Fielder: 39 games, .194 average (28-for-144), .287 on-base percentage, .620 OPS, five homers, 11 RBIs
Kinsler: 34 games, .311 average (38-for-122), .422 on-base percentage, .905 OPS, four homers, 20 RBIs
Fielder was not only awful this past postseason, but he was also very lethargic about the whole situation. There are probably plenty of people in Detroit who are thrilled about him hitting the bricks.
Let’s keep in mind that Fielder was one of the most feared hitters in baseball as a free agent two years ago, and leaving Detroit — Comerica Park, in particular — could be exactly what he needs. The Rangers just might be getting an all-world slugger at a reasonable cost of less than $20 million annually — considering the money chipped in by the Tigers. In fact, there’s no reason to believe that Fielder won’t thrive in the hitter-friendly Rangers Ballpark in Arlington.
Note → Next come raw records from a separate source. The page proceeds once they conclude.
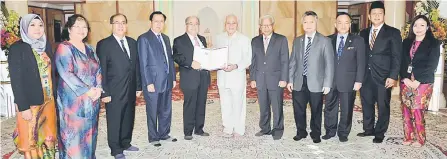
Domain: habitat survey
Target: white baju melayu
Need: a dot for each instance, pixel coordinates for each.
(232, 85)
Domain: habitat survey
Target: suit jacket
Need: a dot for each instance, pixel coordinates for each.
(120, 73)
(183, 55)
(320, 63)
(267, 69)
(350, 66)
(153, 62)
(424, 62)
(25, 78)
(384, 59)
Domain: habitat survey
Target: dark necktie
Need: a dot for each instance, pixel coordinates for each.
(164, 52)
(124, 48)
(340, 47)
(373, 39)
(306, 55)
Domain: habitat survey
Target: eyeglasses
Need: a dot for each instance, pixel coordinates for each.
(119, 23)
(267, 26)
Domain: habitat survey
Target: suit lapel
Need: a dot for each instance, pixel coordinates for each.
(154, 40)
(314, 43)
(419, 54)
(348, 44)
(380, 35)
(131, 50)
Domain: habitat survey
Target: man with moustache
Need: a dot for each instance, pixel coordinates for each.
(158, 78)
(269, 74)
(383, 59)
(350, 67)
(120, 80)
(231, 80)
(311, 74)
(194, 82)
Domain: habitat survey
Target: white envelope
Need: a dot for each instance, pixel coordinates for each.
(211, 59)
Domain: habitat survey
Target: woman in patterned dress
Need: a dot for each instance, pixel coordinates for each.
(79, 89)
(419, 61)
(32, 76)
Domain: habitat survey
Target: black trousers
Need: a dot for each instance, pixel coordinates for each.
(300, 100)
(120, 116)
(194, 106)
(271, 101)
(334, 101)
(371, 93)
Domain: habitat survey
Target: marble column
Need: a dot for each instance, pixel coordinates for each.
(21, 7)
(395, 17)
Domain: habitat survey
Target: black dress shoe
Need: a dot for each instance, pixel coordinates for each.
(203, 134)
(316, 140)
(342, 139)
(298, 138)
(276, 137)
(377, 140)
(326, 137)
(363, 134)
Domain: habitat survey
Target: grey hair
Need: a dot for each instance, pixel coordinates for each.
(231, 15)
(267, 17)
(309, 13)
(193, 16)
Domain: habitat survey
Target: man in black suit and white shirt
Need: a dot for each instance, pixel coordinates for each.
(350, 67)
(383, 58)
(194, 82)
(120, 80)
(269, 73)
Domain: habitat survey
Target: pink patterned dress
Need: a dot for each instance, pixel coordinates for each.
(414, 102)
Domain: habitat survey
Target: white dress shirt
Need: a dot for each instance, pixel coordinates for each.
(194, 42)
(306, 40)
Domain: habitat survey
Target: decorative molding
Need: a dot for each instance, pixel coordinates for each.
(51, 6)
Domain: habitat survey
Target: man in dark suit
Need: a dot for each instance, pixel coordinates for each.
(158, 78)
(120, 80)
(383, 56)
(194, 82)
(311, 75)
(350, 67)
(269, 74)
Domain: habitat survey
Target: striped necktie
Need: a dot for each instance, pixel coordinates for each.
(306, 55)
(373, 39)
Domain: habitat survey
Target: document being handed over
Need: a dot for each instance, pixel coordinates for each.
(211, 59)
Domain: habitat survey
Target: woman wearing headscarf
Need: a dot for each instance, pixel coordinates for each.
(79, 89)
(32, 74)
(419, 61)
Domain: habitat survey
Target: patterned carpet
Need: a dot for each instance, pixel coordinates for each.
(250, 146)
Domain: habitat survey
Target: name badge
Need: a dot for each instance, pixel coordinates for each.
(410, 69)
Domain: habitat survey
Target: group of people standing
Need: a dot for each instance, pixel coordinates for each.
(58, 94)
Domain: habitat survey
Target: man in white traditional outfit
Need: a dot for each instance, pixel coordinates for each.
(231, 79)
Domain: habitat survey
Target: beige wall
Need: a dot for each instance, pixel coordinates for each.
(287, 14)
(98, 14)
“We looked at it quite a bit. If [Fielder] was coming off the best year of his career then [he wouldn't] be available, Rangers GM Jon Daniels said. “I think that’s kind of the whole idea of this deal. If anyone feels like that’s a sign of things to come, that he’s slipping, you may not like the deal, we don’t feel that way…based on what we got from our scouts, and some of the analysis we did, we think there’s a lot more to come.”
Fielder fits a need and finally puts an end to the lingering conundrum regarding Kinsler. The Jurickson Profar era can finally hit the ground running in 2014 — assuming that’s what the Rangers want…
Will they go hard after Brian McCann? Could they trade Elvis Andrus or Profar and pursue Robinson Cano? What could a package consisting of Profar net? Oscar Taveras? David Price? Giancarlo Stanton?
Again. Options. Options. Options.
The hot stove is sizzling, which is a lot more fun to talk about than any A-Rod scandal.